Now that our df looks better, let's focus on the real question. Is there difference in the BMI of heroes from Marvel and from DC?

In [None]:
# Calculate the BMI of the heroes
super_df['BMI'] = super_df['Weight']/((super_df['Height']/100)**2)
# No questions, heroes have a lot of different bodies.
print(super_df.loc[super_df['BMI'].notna()].head())
# But now back to the real question
# We will evaluate this using the median. Other choices could be reasonable.
# Notice that the median automatically ignores NaNs
marvel_med = super_df.loc[super_df['Publisher'] == 'Marvel Comics', 'BMI'].median()
DC_med = super_df.loc[super_df['Publisher'] == 'DC Comics', 'BMI'].median()
print(f"This is the median for Marvel: {marvel_med}")
print(f"This is the median for DC: {DC_med}")
print(f"And this is their difference: {marvel_med - DC_med}")

#### Now You, but for Real

This workshop introduced the foundation of Pandas: Series, DataFrames, Dtypes, vectorized operations and selection. There is a lot more ground to cover, but the foundations you learned here will *always* come up in your use of Pandas.  Real life coding is a body-to-body with documentation: very few coders can do without looking at online documentation frequently.
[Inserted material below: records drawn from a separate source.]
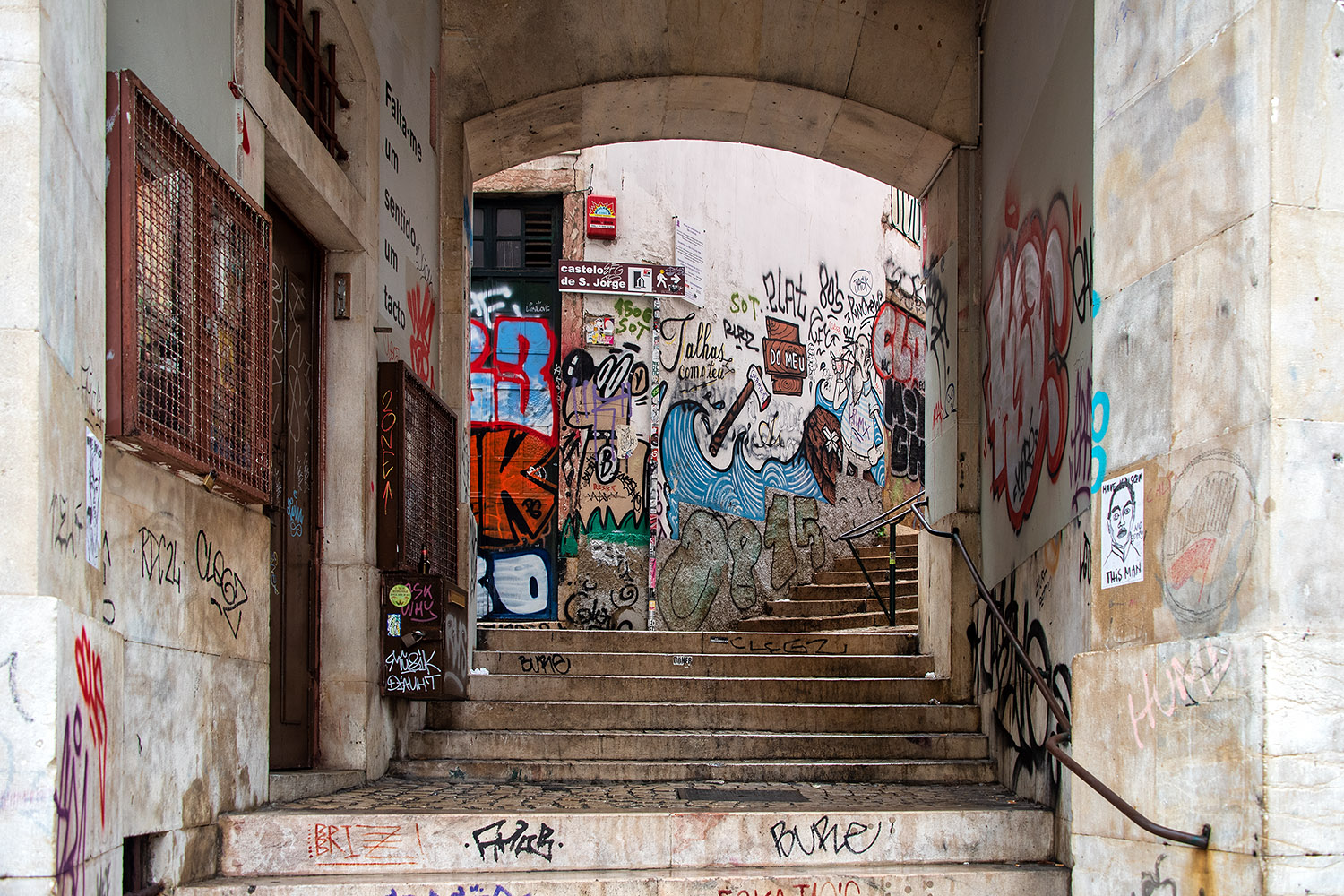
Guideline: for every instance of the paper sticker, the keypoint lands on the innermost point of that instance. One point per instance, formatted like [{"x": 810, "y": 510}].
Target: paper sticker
[
  {"x": 1123, "y": 530},
  {"x": 93, "y": 497}
]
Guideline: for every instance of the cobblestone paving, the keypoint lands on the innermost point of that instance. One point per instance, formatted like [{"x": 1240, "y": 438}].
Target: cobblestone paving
[{"x": 437, "y": 796}]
This workshop has put you in a place where you can use Pandas documentation and make sense of what is going on (most of the time).
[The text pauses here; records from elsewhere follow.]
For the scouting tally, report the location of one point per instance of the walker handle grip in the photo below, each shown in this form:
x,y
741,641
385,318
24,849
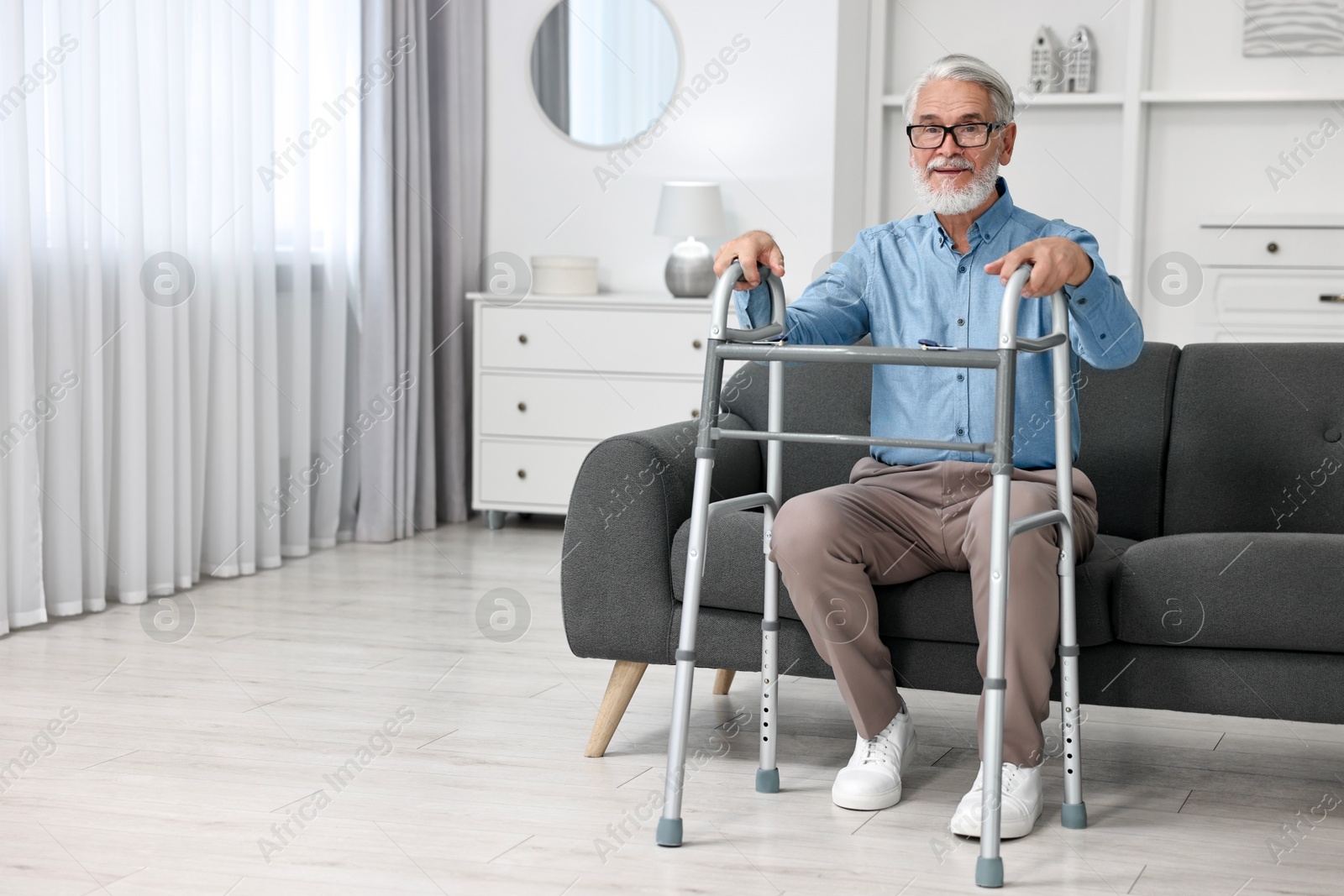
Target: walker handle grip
x,y
719,307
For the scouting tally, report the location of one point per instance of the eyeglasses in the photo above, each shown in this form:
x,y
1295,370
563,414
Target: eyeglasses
x,y
968,136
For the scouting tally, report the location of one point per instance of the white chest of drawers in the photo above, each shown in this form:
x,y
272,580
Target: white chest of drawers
x,y
554,375
1276,280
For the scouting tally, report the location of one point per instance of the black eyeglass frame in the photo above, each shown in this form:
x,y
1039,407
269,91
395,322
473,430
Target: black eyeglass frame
x,y
990,132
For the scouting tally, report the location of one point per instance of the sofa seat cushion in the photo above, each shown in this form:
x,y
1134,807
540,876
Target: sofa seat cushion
x,y
1254,590
936,607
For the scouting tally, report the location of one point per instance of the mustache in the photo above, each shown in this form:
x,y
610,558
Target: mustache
x,y
949,161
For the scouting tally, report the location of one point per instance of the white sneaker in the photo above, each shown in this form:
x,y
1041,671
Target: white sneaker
x,y
873,778
1021,808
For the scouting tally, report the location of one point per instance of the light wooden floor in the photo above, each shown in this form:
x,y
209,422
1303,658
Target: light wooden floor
x,y
185,755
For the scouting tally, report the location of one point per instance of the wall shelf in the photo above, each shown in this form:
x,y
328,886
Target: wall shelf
x,y
1193,98
893,101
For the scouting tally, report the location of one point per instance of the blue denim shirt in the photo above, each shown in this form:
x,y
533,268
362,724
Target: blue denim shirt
x,y
904,281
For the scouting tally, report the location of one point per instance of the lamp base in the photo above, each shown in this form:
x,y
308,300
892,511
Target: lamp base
x,y
690,270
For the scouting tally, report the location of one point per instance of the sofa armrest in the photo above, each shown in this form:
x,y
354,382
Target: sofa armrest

So, let's simulate real coding in this controlled environment. In the next exercise you will probably need to use methods and functions that were not introduced in this workshop. Use Google and the remarkably-complete official [Pandas documentation](https://pandas.pydata.org/pandas-docs/stable/reference/index.html). 

In [None]:
# These are sort of open-ended questions, meaning that I did not provide you a straightforward way to do them
# 1. Find out which heros have the maximum and minimum BMI overall

# Try use the method .groupby( ) for the following. But other solutions are available if you prefer.
# 2. Check the minimum BMI for all publishers.
# 3. Check the maximum BMI for all publishers.
# The range of a variable is the maximum value minus the minimum value.
# 4. Find out which publisher has the widest range. 

# 5. Check the mean BMI for all publishers excluding those that only have 1 hero.